Un samedi matin dans le vieux Beloeil. J’y suis maintenant, officiellement, depuis une semaine. Le soleil entre par la fenêtre et je devine, derrière le grand arbre, la silhouette du mont St-Hilaire. Je sirote mon café latté en me demandant ce que j’ai à vous raconter. Mes yeux se perdent dans le vague avant de descendre et se poser sur les cordes de bois disposées en contre-bas. Et puis, affluent les souvenirs. Les souvenirs de samedi passé, journée de la corvée de bois ici même, chez mon voisin (fait cocasse, pour moi, de vivre une corvée de bois si près de la gran’ ville!), qui m’ont ramenés à d’autres souvenirs, eux, de corvées de bois gaspésienne.

Ma maison en Gaspésie est louée. Quand j’y suis passée la semaine dernière, le locataire n’avait toujours pas commandé son bois… oh! oh! C’est toujours comme ça, on se fait prendre la première année où on a un poêle à bois à gérer.

Ma collègue de travail me disait la même chose il y a un mois : « C’est la première fois que mon chum gère le bois, il s’y est pris un peu tard! ». S’y prendre tard, ça veut dire:

  1. Appeler le voisin pour savoir où il prend son bois;
  2. Appeler le fournisseur de bois du voisin pour se faire dire qu’il n’en a plus de disponible;
  3. Demander au fournisseur de bois qui pourrait en avoir;
  4. Se faire référer un autre fournisseur;
  5. Appeler l’autre fournisseur;
  6. Se faire dire la même chose que par le premier;
  7. Répéter les étapes.

En Gaspésie, avec la forêt qui couvre environ 90 % du territoire (bémol : incluant les zones de coupe), on peut qu’en même être rassuré : on aura toujours accès à du bois. Mais le bois sera-t-il sec? Aura-t-on de l’érable pour les mois les plus froids?
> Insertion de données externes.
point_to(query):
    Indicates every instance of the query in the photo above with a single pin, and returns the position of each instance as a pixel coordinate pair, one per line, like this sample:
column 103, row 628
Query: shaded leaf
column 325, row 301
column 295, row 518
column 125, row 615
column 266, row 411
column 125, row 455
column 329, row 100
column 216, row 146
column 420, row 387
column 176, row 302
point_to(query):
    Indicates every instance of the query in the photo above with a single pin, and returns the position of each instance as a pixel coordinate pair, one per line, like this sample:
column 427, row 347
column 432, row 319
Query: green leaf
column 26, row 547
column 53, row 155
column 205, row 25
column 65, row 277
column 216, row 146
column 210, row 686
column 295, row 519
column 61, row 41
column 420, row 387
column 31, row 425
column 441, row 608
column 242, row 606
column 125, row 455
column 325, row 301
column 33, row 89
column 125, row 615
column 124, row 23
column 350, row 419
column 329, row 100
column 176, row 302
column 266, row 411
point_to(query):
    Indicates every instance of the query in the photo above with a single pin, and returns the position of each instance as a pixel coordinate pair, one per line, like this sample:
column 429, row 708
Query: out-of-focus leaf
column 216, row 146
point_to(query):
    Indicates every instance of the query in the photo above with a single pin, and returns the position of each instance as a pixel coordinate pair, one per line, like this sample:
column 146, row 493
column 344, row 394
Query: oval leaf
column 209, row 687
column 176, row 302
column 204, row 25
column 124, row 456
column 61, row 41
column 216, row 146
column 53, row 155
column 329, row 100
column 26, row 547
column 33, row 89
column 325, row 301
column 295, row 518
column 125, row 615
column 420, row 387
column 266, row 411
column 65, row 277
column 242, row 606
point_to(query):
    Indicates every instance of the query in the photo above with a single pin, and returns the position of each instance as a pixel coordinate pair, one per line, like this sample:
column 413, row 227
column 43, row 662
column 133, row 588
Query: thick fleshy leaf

Parce que pour produire du chauffage de qualité, non seulement on espère avoir une essence de bois qui dégage une certaine chaleur (la croûte de résineux, c’est bien, mais c’est uniquement bon pour l’automne ou le printemps), mais aussi du bois sec qui fera autre chose que bouillir! Quelle déception, non, du bois qui bout? Ça enlève son charme à toute la patente. Ça élimine l’image de vous, étalé sur une peau de mouton, en gros bas, à siroter un verre de vin en bonne compagnie. Quand ça bout, bref, c’est décevant!
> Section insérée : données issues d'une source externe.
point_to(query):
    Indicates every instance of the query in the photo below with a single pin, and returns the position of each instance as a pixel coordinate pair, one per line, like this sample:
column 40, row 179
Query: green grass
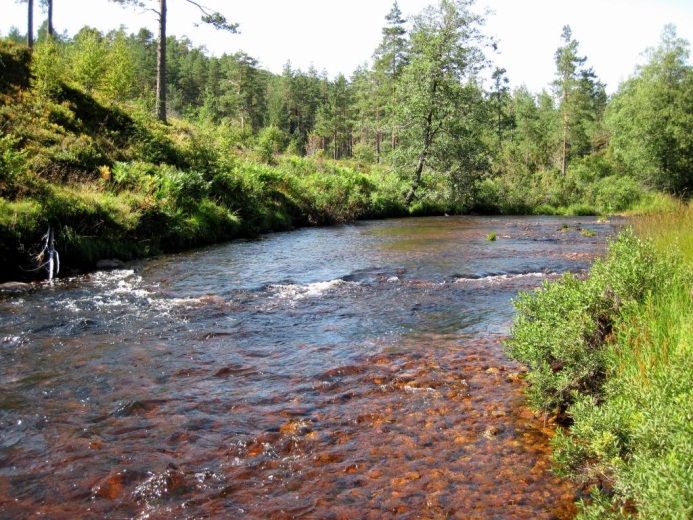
column 614, row 352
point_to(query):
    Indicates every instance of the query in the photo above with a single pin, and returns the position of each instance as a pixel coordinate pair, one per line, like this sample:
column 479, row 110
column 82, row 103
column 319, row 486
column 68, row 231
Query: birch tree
column 213, row 18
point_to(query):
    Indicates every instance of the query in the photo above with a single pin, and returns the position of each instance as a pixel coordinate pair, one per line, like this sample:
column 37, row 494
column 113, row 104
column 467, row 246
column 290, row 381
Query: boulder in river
column 108, row 264
column 14, row 288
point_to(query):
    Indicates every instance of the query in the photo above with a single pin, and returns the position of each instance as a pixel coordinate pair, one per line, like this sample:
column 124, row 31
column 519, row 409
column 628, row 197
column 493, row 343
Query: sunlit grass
column 669, row 230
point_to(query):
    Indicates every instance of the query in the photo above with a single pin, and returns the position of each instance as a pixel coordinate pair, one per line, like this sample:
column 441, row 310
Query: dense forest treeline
column 417, row 130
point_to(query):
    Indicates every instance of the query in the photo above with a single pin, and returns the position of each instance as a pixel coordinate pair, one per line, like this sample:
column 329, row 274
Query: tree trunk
column 161, row 65
column 50, row 19
column 30, row 25
column 428, row 140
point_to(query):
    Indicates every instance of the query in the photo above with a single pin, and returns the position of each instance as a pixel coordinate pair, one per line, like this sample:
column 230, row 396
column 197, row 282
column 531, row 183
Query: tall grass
column 616, row 351
column 671, row 228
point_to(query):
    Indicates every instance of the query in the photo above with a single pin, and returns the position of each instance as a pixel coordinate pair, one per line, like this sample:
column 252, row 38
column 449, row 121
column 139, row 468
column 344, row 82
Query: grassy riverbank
column 112, row 181
column 614, row 353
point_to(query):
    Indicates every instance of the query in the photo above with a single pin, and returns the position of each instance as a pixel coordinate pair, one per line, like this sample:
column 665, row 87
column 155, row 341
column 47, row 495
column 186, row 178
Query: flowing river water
column 349, row 372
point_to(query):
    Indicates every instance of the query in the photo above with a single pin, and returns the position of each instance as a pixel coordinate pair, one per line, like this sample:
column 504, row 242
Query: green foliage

Tard ou pas tard, vient le moment de la corvée de bois. J’aime être dans la remorque et lancer les bûches sur le sol. Debout sur le tas de bûches, j’ai un petit sentiment primaire de fille de bois, autonome, manuelle pis toute (ce que je ne suis pas, vous le comprendrez sans doute!). Quand arrive le temps de fendre, c’est généralement l’étape où les hommes sont contents de jouer avec les machines, donc je leur laisse le plaisir (oui, oui, il y a encore de ces clichés qu’il ne me dérange pas de laisser aller). La phase suivante pour moi veut donc dire de corder… À ce moment-là, laissez-moi vous dire que je me sens comme en hiver quand vient le temps de pelleter : grognonne (j’haïs ça!!). En plus, je ne suis même pas bonne!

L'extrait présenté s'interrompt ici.